The bar manager at Haddington Golf Club reported that his alcohol sales have dropped 70 percent, and that he can now “sometimes go a day without serving any,” after new rules took effect December 5 that set limits for men to less than a pint and for women to a small glass of wine.
Golf clubs in Scotland are facing a new threat to their future after seeing alcohol sales plunge by as much as 70 percent following the introduction of a tough new “drink-drive” law, the Edinburgh Evening News reported.
Since the strict new limit came into effect on December 5, clubs across the region have seen bar takings, which account for a significant portion of many clubs’ income and often mean the difference between profit and loss, go through the floor, the Evening News reported. Some clubs have taken in hundreds of (British) pounds less in bar revenues than they would have expected over the three weeks leading up to the holidays, as players now head straight off after a round of golf, or order a pot of tea at a fraction of the cost of a round of alcoholic drinks.
Golfers fear the loss of income will send more clubs over the edge, following the closure of Lothianburn Golf Club in 2013 and Torphin Hill in 2014; both clubs cited dwindling memberships as the reasons for their closings, the Evening News reported.
Scotland’s new rules, which are tougher than those in place for the rest of the U.K., now limit men to less than a pint and women to one small glass of wine before they get behind the wheel. Anyone caught drink-driving in Scotland now faces a driving ban of at least a year and up to six months in jail.
“[Drink-driving] is putting lives at risk and it must stop,” a Scottish government spokeswoman said. “Our advice is simple, the best approach is to have no alcohol at all.
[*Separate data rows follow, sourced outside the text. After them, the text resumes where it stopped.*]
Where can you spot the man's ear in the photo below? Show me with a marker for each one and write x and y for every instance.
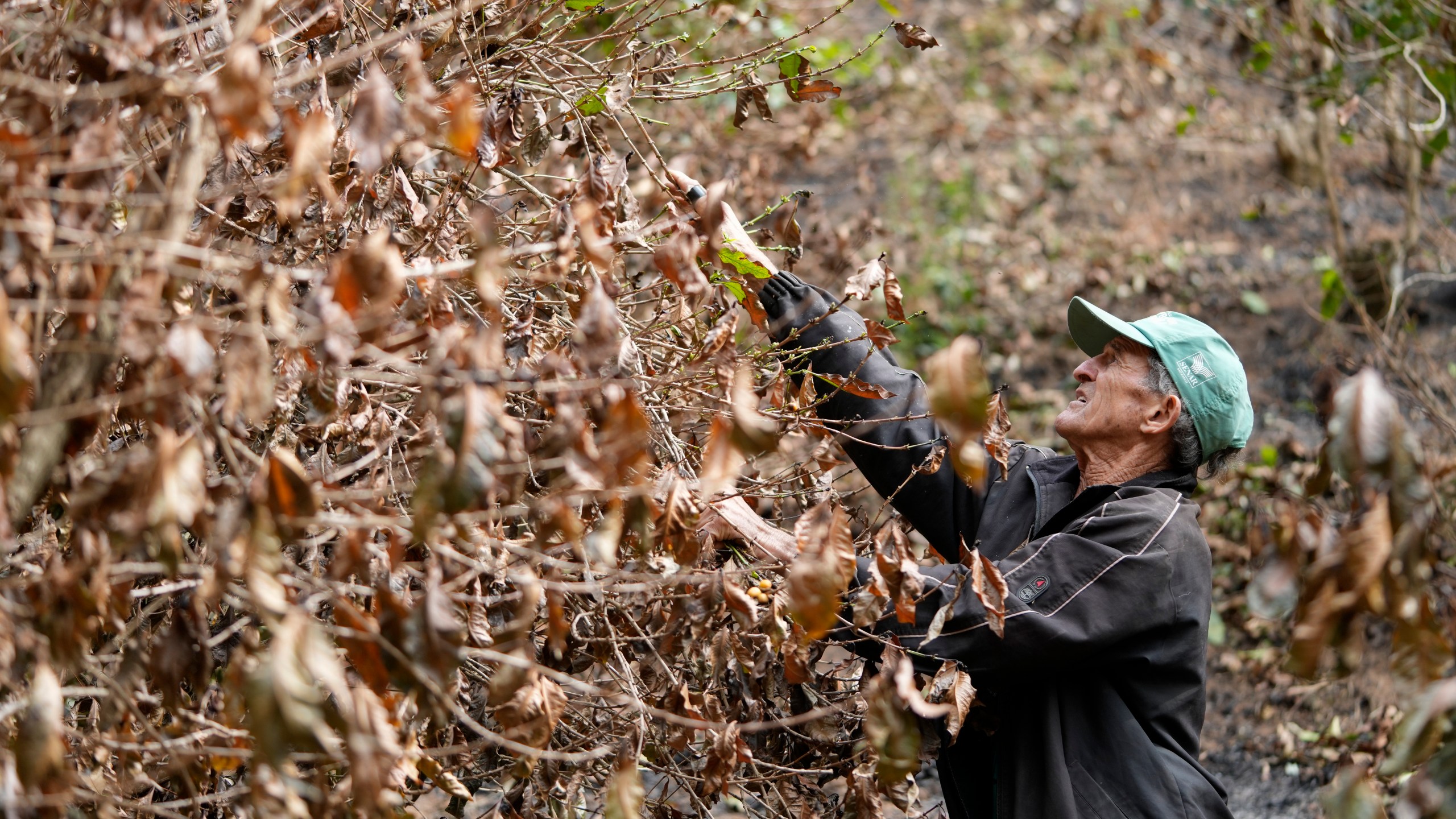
(1163, 416)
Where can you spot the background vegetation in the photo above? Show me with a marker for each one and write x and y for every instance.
(365, 403)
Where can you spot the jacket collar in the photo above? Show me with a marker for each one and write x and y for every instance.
(1057, 500)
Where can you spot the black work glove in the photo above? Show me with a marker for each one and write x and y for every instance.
(792, 305)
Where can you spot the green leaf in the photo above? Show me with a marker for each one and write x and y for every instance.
(789, 68)
(733, 288)
(1334, 289)
(742, 263)
(1254, 304)
(594, 102)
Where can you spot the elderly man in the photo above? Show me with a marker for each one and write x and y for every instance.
(1097, 688)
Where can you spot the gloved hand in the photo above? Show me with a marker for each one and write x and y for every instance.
(792, 304)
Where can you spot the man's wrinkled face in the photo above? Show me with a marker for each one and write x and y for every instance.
(1111, 401)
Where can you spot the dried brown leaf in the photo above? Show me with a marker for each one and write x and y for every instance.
(996, 431)
(913, 37)
(864, 282)
(991, 591)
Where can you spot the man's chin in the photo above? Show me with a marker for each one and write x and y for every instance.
(1069, 420)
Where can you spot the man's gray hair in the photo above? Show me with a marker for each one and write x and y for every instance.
(1187, 451)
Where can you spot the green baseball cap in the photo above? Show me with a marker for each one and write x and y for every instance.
(1206, 369)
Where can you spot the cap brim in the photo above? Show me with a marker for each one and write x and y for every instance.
(1093, 327)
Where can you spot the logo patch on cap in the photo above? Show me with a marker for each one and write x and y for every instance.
(1196, 371)
(1034, 589)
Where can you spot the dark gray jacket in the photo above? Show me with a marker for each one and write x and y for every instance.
(1097, 691)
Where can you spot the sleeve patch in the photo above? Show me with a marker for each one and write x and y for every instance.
(1034, 589)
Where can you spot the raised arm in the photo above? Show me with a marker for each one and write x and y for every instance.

Alcohol at any level will affect your ability to drive.”
Duncan Hay, Bar Manager at Haddington Golf Club, told the Evening News that he had seen a drop in alcohol sales of around 70 percent at his club, as players now ditch their post-round pints. “I can go a day without serving any alcohol,” he added. “People know police are out patrolling, and are being extra-careful.”
Several other clubs reported a big fall in bar takings in December, although some believed the cold weather had also had an impact, alongside the drink-drive laws.
“This [law] is certainly a threat to the existence of the clubs,” Allan Shaw, President of the Lothian Golf Association, told the Evening News. “They are struggling for membership, and this is yet another challenge.”
Pubs not affiliated with golf courses have also been affected by the new law, the Evening News reported, with some seeing the tea-time custom of workers stopping off for a pint on their way home drying up.
Publicans in Scotland fear the law will prove an even bigger blow to their industry than the smoking ban, hitting rural clubs and pubs particularly hard. “This time last year we were definitely busier,” said Graham Smith, Supervisor at the Goblin Ha’ Hotel in Gifford. “I would say there has been a 30 percent drop.
“We are worried about it,” Smith added. “You have got to be; this is our livelihood. This is a small village, and a lot of our trade comes from outside.”
Paul Waterson, chief executive of the Scottish Licensed Trade Association, said the law change would lead to a “complete change to drinking habits” and would be “bigger than the smoking ban.”
“Rural pubs are especially at risk, because people travel to them,” Waterson said. “This definitely will be a difficult situation for many. It’s having a marked effect.
“It stops people having a glass of wine with a meal or a pint with a meal,” he added. “People are not taking the chance. It’s a game-changer.
“This is a very strict ban by anyone’s standards,” Waterson said. “We have lost three pubs a week since the smoking ban and this, for many, is worse.”